Nu het bestuurssysteem min of meer in hoofdlijnen in kaart is gebracht kunnen wij onderzoeken hoe het in de praktijk werkt. Van al de bestuursfuntionarissen kan gezegd worden, dat zij tot elkaar in een hiërarchische verhouding staan. In de Grondwet is ook regelmatig duidelijk vermeldt aan wie zij verantwoording verschuldigd zijn. Ook indien dat niet expliciet is aangegeven dan blijft het rechtsstaatbeginsel gelden als een artikel van het ongeschreven recht, dat ten allen tijde van toepassing is. De rechter zal dan ook expliciet moeten toetsen of de hiërarchische verhoudingen in acht zijn genomen en of de uitdrukkelijke bepalingen, die het verbod van de strijdigheid vastleggen, in acht zijn genomen bij het slaan van de (gewraakte) besluiten. Een voorbeeld van een dergelijke verbodsbepaling is artikel 55 van de Grondwet en luidt:”
De Nationale Assemblee is het hoogste orgaan van de Staat.”( Vertaling van SFrP:”...hoogste volksvertegenwoordigend orgaan..”) Het woord “hoogste” geeft aan dat er geen andere organen kunnen zijn die hoger in de hiërachie kunnen staan. De besluiten van het hoogste orgaan kunnen daarom ook niet – logischerwijze - overruled worden door besluiten van lagere organen. Artikel 172 bepaalt, dat De Nationale Assemblee de regelgevingsbesluiten van de Distriktsraad kan vernietigen – vóórdat zij in werking zijn getreden dwz. preventief - als zij in strijd zijn met de Grondwet (de hoogste wet van de Republiek), het regeerprogramma of de geldende wetten(regelgevings-besluiten van De Nationale Assemblee). Voor de bestuurs-besluiten (besluiten van een bestuursorgaan) geldt een soortgelijk verbod. Artikel 173 bepaalt:.... zij mogen niet achteraf dwz. nadat zij reeds in werking zijn getreden, dwz. repressief...” in strijd zijn met het regeerprogramma of het nationaal belang.”

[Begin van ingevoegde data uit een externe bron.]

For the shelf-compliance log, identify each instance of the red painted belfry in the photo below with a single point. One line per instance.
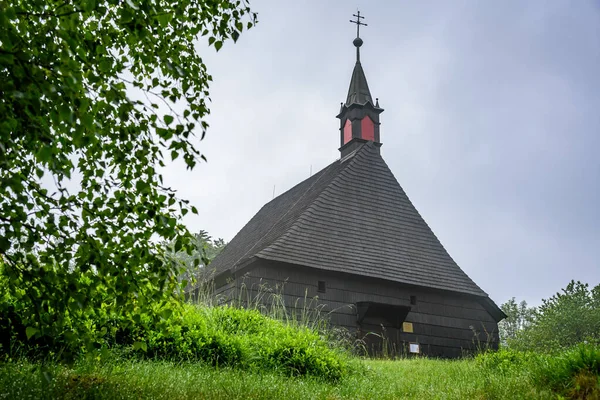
(359, 115)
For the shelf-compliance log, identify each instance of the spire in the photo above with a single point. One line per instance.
(359, 89)
(359, 115)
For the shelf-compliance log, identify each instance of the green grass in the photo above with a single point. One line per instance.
(130, 379)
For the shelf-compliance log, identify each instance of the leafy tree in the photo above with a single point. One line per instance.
(569, 317)
(518, 317)
(88, 90)
(194, 263)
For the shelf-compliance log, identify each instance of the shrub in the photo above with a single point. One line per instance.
(228, 336)
(574, 373)
(569, 317)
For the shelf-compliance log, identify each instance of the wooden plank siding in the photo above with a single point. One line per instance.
(445, 324)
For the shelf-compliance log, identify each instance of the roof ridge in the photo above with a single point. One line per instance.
(347, 164)
(283, 215)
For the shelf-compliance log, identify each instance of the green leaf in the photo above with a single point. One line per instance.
(44, 154)
(140, 345)
(4, 244)
(30, 331)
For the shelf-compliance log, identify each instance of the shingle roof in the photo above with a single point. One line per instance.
(351, 217)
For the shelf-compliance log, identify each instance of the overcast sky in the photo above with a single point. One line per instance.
(491, 125)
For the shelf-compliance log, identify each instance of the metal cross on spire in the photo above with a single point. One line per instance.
(357, 22)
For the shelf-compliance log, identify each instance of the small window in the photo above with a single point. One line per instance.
(414, 348)
(322, 288)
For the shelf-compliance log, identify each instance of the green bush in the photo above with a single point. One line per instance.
(231, 336)
(574, 373)
(570, 317)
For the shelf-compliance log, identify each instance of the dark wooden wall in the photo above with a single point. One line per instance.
(445, 324)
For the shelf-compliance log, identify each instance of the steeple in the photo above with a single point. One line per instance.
(359, 115)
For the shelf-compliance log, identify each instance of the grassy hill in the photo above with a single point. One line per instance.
(121, 379)
(228, 353)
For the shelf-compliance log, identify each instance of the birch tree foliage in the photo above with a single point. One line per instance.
(67, 71)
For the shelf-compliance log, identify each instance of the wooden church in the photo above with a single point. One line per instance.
(350, 236)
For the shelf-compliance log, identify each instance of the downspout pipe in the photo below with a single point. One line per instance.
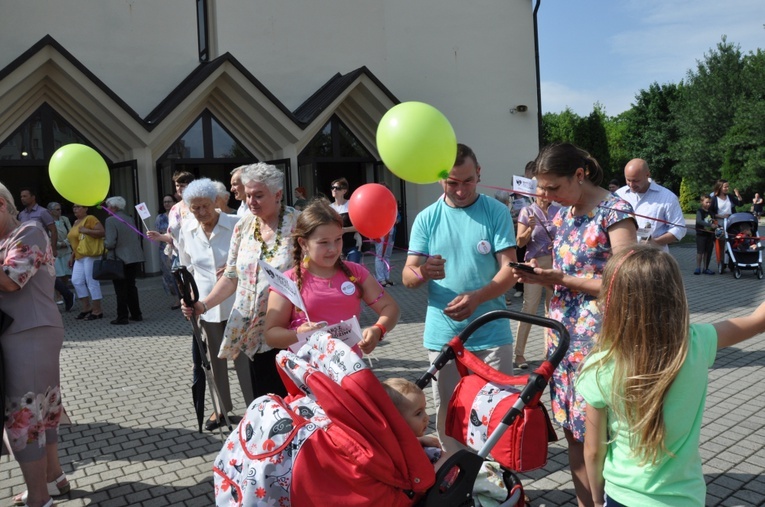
(539, 86)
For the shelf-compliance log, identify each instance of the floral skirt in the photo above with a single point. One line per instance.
(567, 405)
(32, 390)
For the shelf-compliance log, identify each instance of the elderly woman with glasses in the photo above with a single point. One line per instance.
(351, 238)
(206, 239)
(265, 234)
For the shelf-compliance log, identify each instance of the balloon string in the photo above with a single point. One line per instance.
(126, 223)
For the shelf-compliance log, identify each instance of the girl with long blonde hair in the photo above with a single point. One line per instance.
(332, 289)
(645, 384)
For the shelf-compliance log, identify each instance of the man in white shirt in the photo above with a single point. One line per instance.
(237, 188)
(651, 200)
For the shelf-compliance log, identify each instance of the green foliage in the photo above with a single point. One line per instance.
(709, 126)
(652, 131)
(689, 201)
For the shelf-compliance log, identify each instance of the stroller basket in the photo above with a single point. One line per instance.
(458, 491)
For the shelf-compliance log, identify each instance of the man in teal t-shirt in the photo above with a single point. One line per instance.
(460, 246)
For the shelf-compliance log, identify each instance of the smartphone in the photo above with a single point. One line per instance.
(522, 267)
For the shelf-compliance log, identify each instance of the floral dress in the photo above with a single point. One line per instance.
(245, 327)
(32, 343)
(581, 248)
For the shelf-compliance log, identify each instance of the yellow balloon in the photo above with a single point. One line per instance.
(416, 142)
(79, 174)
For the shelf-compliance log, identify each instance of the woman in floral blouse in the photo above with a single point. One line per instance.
(592, 225)
(265, 234)
(31, 348)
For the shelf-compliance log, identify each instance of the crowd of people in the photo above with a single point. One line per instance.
(589, 249)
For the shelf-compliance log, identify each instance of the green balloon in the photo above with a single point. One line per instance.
(79, 174)
(416, 142)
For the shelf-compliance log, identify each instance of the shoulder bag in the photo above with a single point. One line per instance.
(108, 269)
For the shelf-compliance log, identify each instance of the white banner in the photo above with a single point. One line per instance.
(349, 331)
(143, 211)
(283, 284)
(524, 185)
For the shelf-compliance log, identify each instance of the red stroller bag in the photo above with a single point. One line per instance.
(337, 440)
(478, 405)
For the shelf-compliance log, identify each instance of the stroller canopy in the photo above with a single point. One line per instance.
(337, 439)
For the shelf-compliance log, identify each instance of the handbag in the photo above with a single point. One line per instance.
(89, 246)
(108, 269)
(481, 400)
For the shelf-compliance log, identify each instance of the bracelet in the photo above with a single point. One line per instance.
(381, 328)
(419, 276)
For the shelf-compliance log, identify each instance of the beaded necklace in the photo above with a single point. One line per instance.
(265, 253)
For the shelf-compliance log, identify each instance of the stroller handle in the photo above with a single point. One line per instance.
(447, 353)
(187, 286)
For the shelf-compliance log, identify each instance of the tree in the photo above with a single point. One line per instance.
(705, 113)
(651, 131)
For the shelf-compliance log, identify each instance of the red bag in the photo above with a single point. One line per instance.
(480, 401)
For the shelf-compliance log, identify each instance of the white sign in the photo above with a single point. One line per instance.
(284, 285)
(143, 211)
(524, 186)
(348, 331)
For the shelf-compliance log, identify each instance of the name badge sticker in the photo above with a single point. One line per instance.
(348, 288)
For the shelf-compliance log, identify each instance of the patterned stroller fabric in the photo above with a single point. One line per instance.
(336, 440)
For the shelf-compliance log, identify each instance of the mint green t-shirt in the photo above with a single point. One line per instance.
(469, 239)
(676, 480)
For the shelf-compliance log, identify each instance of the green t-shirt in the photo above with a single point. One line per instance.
(675, 480)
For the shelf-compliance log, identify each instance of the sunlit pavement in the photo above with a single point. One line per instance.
(133, 438)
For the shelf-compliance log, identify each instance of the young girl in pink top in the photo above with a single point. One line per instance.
(332, 289)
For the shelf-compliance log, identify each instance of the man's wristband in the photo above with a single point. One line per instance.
(418, 275)
(381, 328)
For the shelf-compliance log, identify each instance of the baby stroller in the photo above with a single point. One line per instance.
(337, 439)
(741, 252)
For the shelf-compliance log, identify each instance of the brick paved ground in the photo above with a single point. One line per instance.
(133, 438)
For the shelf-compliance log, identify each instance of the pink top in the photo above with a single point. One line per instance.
(330, 299)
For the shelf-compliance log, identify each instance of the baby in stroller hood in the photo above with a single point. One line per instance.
(489, 488)
(743, 239)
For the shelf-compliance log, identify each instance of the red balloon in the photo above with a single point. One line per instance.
(373, 210)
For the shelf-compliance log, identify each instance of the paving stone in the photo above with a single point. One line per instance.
(134, 440)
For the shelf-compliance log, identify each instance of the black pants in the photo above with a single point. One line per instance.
(265, 377)
(127, 293)
(61, 288)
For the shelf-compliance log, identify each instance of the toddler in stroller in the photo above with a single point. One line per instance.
(337, 439)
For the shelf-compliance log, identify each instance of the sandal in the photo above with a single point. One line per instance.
(58, 487)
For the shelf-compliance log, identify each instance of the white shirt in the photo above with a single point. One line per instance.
(656, 202)
(202, 256)
(243, 209)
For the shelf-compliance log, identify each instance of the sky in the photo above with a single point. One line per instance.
(608, 50)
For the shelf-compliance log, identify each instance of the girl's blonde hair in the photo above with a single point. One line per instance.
(317, 213)
(645, 334)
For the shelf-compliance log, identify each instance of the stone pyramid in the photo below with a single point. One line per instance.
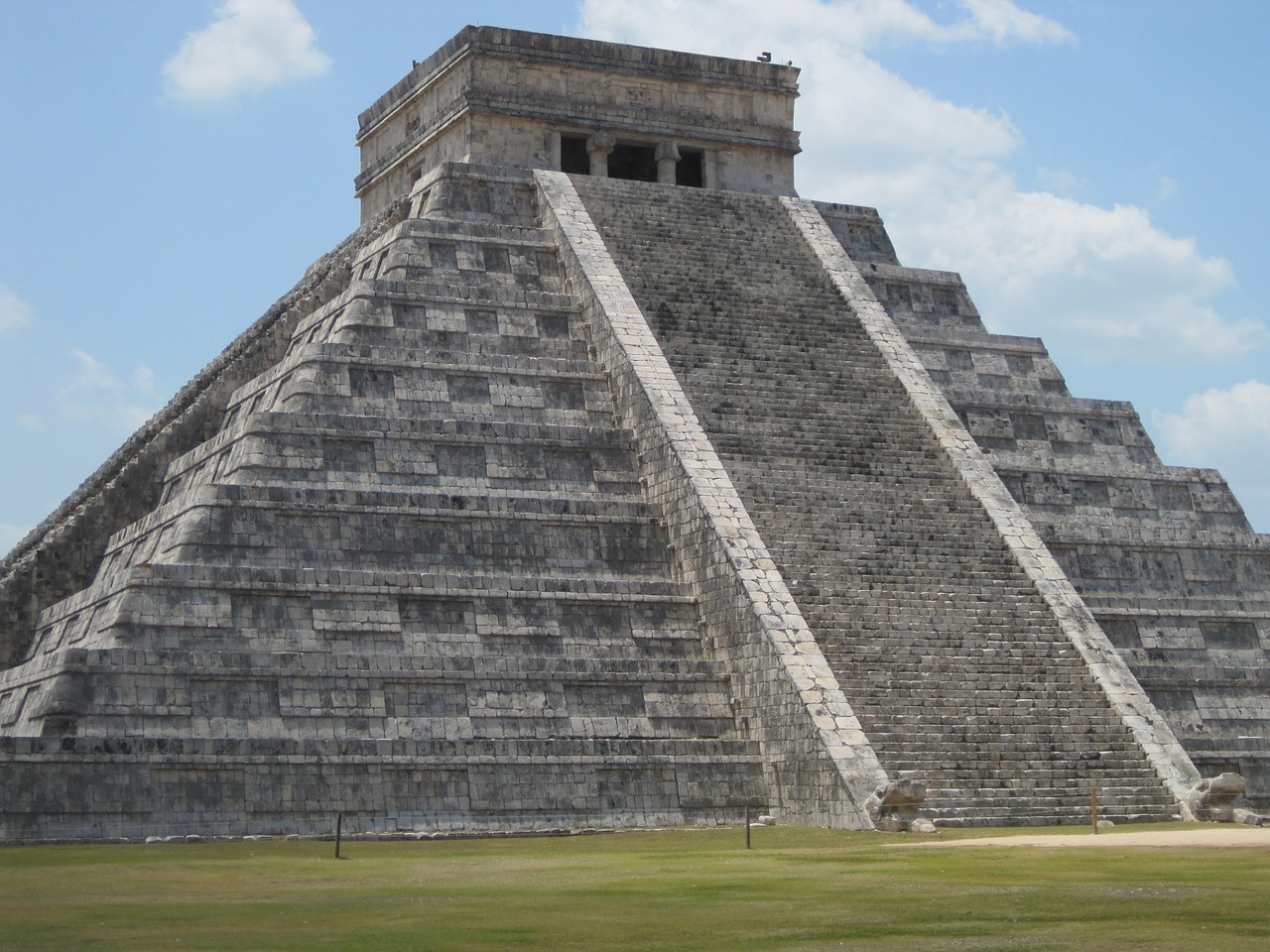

Indien de strijdigheid wordt vastgesteld, dan volgt daarop schorsing door de President (het hoogste bestuursorgaan) en in beroep handhaving of vernietiging van het besluit door De Nationale Assemblee (N.B. De Nationale Assemblee in de rol van bestuursrecht-sprekend orgaan). Met het oogmerk om dit systeem efficient en effektief te laten funktioneren hebben de coördinatoren, tezamen de overheid genoemd werkarmen nodig om de gehele samenleving te bestrijken en vorm en inhoud te geven aan het adagium, dat een ieder het zijne, hetgene, waarop hij rechtens aanspraak maakt, moet kunnen ontvangen van de overheid ( ius suum cuique tribuere). Die werkarmen worden gevormd door een groep burgers, die op basis van een eenzijdig besluit van de overheid, dwz. zonder wederzijds overleg – in dienst van deze overheid worden genomen, aangesteld worden in een bepaalde rang, waaraan een bepaalde beloningsschaal is gekoppeld . Zij worden in dienst genomen voor onbepaalde tijd. Tenslotte wordt van hen verwacht, dat zij in een hiërarchische verhouding zullen funktioneren, dwz, dat zij als hiërarchisch ondergeschikten de hun opgedragen werkzaamheden zullen verrichten. Zij kunnen en mogen niet zelfstandig naar buiten toe opereren en de overheid juridisch binden, omdat andere funktionarissen (politiek) verantwoordelijk zijn. Deze groep burgers worden de ambtenaren genoemd. Voor deze ambtenaren geldt het ambtenarenrecht en bij geschillen met de overheid moeten zij zich tot een speciaal voor hen aangestelde rechter wenden, de ambtenarenrechter. Het Hof van Justitie, de hoogste rechter in Suriname, heeft die taak bij wet opgelegd gekregen.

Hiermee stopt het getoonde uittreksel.